Looking for a reason to feast
Julie A. Wortman

 

I tend to avoid like the plague
the ecumenical or interfaith community Thanksgiving services most local churches feel obligated
to hold at this time of year. In fact, I find these events excruciating - both awkwardly orchestrated (in an attempt, perhaps, to avoid any possible offense) and bizarrely vacuous (which probably accounts for the usually sparse attendance).

I wonder why local church leaders put themselves through the exercise. There is, after all, nothing sacred about Thanksgiving Day. This is a national holiday whose only religious connection has to do with the colonist Pilgrims who happened to be a religious sect. It is grimly ironic, in fact, that the first official proclaiming of a "Thanksgiving Day" was to celebrate the massacre of 700 native people guilelessly gathered for their own traditional religious observance of thanksgiving.
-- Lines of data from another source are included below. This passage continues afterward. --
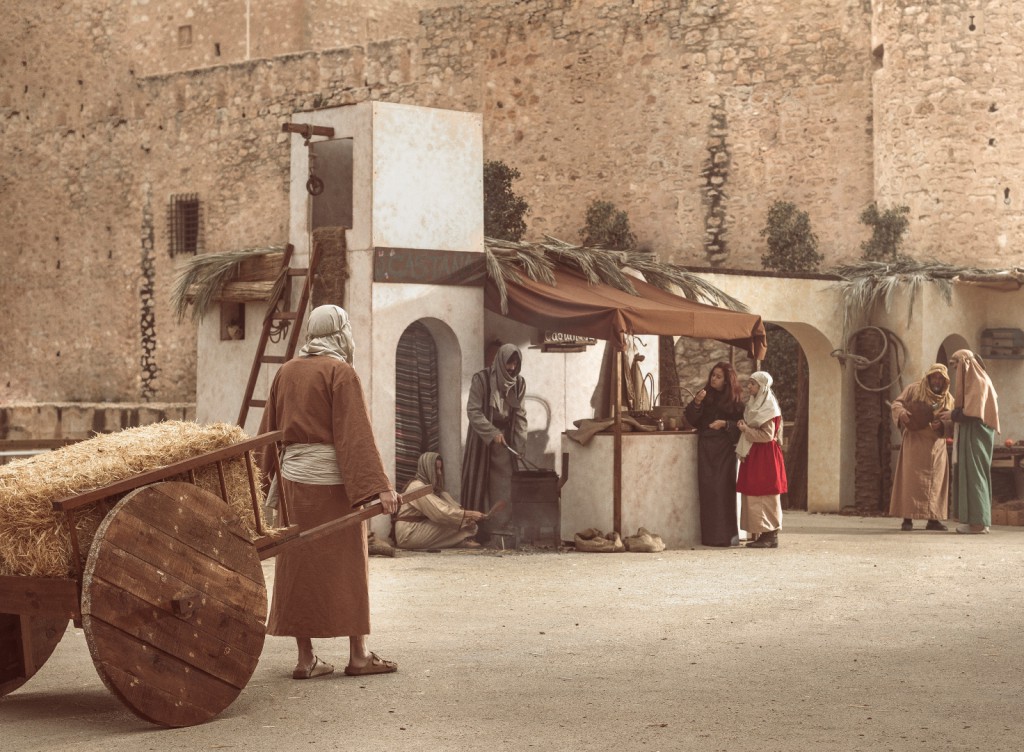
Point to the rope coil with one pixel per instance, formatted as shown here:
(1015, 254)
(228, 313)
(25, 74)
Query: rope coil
(862, 362)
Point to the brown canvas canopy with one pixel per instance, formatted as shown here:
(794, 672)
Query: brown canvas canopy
(573, 305)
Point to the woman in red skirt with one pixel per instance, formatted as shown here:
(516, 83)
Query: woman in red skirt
(762, 472)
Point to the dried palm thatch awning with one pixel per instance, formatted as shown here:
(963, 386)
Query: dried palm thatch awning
(869, 284)
(586, 291)
(251, 275)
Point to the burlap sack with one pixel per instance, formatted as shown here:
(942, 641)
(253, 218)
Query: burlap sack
(594, 541)
(644, 542)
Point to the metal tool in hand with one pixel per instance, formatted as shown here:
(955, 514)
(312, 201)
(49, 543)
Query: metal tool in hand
(522, 459)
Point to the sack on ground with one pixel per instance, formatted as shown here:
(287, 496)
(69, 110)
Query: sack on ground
(594, 541)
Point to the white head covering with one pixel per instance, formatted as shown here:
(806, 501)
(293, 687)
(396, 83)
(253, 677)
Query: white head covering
(975, 392)
(503, 384)
(760, 409)
(329, 333)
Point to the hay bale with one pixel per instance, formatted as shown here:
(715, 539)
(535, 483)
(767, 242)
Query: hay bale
(35, 540)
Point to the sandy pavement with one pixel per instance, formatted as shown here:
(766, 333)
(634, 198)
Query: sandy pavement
(852, 635)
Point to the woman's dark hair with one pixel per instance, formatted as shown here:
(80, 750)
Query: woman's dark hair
(732, 392)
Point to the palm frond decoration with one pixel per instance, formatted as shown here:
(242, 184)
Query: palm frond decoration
(869, 284)
(201, 278)
(597, 265)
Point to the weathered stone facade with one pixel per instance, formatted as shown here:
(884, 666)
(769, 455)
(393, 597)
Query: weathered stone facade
(692, 115)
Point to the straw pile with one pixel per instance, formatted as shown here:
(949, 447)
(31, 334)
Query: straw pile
(35, 540)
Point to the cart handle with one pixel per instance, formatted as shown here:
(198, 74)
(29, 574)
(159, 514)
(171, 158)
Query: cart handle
(339, 523)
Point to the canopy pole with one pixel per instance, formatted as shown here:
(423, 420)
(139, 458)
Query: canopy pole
(616, 504)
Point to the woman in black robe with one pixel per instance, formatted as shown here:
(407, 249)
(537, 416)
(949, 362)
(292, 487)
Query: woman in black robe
(714, 412)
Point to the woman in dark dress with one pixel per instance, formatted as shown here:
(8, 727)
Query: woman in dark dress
(714, 412)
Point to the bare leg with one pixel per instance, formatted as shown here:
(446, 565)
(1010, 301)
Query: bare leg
(363, 662)
(358, 654)
(305, 645)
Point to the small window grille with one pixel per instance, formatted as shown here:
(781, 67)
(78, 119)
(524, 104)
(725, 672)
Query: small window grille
(184, 219)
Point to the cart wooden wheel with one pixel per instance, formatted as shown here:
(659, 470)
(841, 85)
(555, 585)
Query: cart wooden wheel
(26, 643)
(173, 603)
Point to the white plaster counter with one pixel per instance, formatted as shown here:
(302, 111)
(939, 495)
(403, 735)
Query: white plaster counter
(659, 486)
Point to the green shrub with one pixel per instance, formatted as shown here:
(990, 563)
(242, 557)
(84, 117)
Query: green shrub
(792, 244)
(888, 228)
(607, 226)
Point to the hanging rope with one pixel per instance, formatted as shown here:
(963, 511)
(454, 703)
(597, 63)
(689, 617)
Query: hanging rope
(889, 339)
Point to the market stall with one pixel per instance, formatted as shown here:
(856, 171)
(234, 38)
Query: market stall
(657, 468)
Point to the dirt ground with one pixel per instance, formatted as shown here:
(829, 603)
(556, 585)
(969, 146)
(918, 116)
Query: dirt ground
(852, 635)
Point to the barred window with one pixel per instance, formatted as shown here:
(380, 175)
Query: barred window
(184, 223)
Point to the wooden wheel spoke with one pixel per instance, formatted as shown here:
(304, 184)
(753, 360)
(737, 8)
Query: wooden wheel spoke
(173, 603)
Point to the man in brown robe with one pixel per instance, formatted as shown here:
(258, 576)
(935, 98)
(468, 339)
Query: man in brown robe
(330, 462)
(921, 484)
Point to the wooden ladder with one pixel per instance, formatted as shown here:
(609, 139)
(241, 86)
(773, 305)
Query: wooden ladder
(274, 318)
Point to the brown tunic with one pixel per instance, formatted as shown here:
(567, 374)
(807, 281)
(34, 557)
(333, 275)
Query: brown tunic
(321, 587)
(922, 478)
(434, 520)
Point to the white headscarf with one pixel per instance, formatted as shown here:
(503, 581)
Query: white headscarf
(503, 384)
(329, 333)
(760, 409)
(975, 392)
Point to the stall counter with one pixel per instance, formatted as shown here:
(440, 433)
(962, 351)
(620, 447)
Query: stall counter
(659, 486)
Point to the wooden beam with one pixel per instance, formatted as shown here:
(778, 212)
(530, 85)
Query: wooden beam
(307, 131)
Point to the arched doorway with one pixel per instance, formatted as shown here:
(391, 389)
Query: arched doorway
(417, 425)
(949, 345)
(787, 365)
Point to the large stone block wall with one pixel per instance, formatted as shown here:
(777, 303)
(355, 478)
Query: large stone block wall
(178, 35)
(691, 115)
(948, 108)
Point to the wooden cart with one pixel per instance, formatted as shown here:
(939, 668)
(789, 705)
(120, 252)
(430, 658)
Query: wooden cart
(171, 596)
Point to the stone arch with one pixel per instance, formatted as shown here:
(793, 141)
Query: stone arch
(450, 356)
(825, 471)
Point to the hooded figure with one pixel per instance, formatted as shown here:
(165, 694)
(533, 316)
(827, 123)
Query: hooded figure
(921, 483)
(434, 520)
(497, 423)
(762, 477)
(976, 414)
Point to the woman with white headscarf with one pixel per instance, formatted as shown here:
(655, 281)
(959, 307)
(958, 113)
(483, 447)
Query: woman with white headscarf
(330, 463)
(762, 472)
(976, 421)
(434, 520)
(497, 423)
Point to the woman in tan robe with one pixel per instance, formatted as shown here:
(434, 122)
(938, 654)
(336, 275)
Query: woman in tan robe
(330, 462)
(921, 484)
(434, 520)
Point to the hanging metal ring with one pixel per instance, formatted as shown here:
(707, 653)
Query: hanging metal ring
(314, 186)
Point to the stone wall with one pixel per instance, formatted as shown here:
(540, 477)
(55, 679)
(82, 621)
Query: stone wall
(948, 108)
(691, 115)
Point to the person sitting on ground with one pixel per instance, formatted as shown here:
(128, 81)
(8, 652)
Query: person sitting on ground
(434, 520)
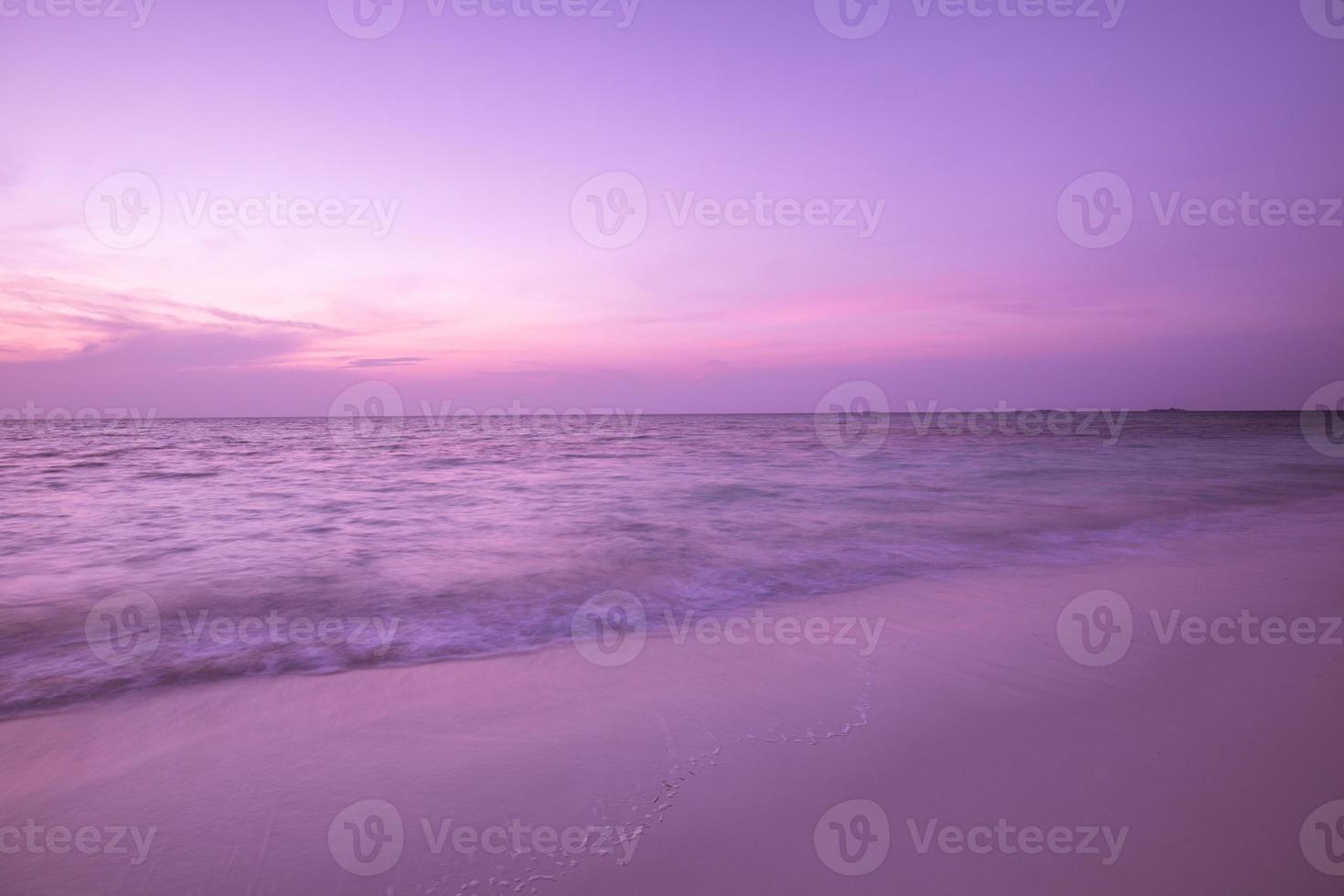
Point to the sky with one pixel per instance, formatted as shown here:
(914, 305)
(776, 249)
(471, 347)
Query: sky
(675, 206)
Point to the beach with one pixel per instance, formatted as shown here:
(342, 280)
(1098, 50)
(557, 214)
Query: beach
(998, 762)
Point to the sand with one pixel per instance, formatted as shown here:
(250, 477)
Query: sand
(707, 767)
I suspect it is the Christian community,
in particularl, which, like a moth drawn to flame, is compelled to find some sort of religious significance in a holiday whose central image is a meal celebrated out of gratefulness for a victory (though admittedly few are likely to be aware of the referenced massacre, inclining to think instead mostly of the invaders' hard-won survival). And since we've been told from childhood that the Pilgrims were seeking religious freedom when they ventured across the Atlantic, it understandably looks like a good opportunity to celebrate and foster mutual respect of difference - and knowledge of the (surprising?) fact that most everyone cherishes similar sorts of blessings.

The universal nature of life's blessings is the focus, in fact, of the collect for Thanksgiving Day found in the Episcopal Church's Book of Common Prayer: "Almighty and gracious Father [sic], we give you thanks for the fruits of the earth in their season and for the labors of those who harvest them. Make us, we pray, faithful stewards of your great bounty, for the provision of our necessities and the relief of all who are in need, to the glory of your Name; through Jesus Christ our Lord, who lives and reigns with you and the Holy Spirit, one God, now and forever. Amen."

No prayer could more aptly contain the impulse
behind this issue. In our significantly urbanized, suburbanized and regional sprawlized national life, the joy and relief that accompanies a harvest successfully weathered is, of course, mostly lost. As is the sober, bone-weary knowledge of the labor involved - or even what "in season" means when it comes to our favorite fruits and vegetables.

Our ignorance also embraces a scandal. Men, women and children are dying in the fields which yield such national abundance. And the crops themselves increasingly pose a risk to the very welfare of the creation we boast as God's own, including to the health of those we warmly invite to dinner.

As people who find contained in a meal the very substance of salvation, it seems sacrilegious for Christians not to be scrupulously mindful of the qualities and cost of the national feast. Perhaps, as with much of the Thanksgiving Day story, we'd prefer not to delve too deeply. If we did we'd probably find the occasion would better merit a fast.

But fasting is not the only form of resistance we can choose
if we take the church's prayerful Thanksgiving Day intention as our own. Every community member has a hunger for healthy food, sustainably and justly produced - which gives flesh to the interfaith solidarity for which so many church leaders seem to long.

Perhaps in working towards that aim we'd generate some community religious gatherings with true heart, everyone compelled to attend because of a passionate need to express deep gratefulness for a common goal achieved - a living-wage campaign successfully undertaken, an attempt to water down food labelling standards successfully rebuffed, a program of community-supported agriculture successfully established.

To my mind such victories would be well worth celebrating - maybe even worth a feast.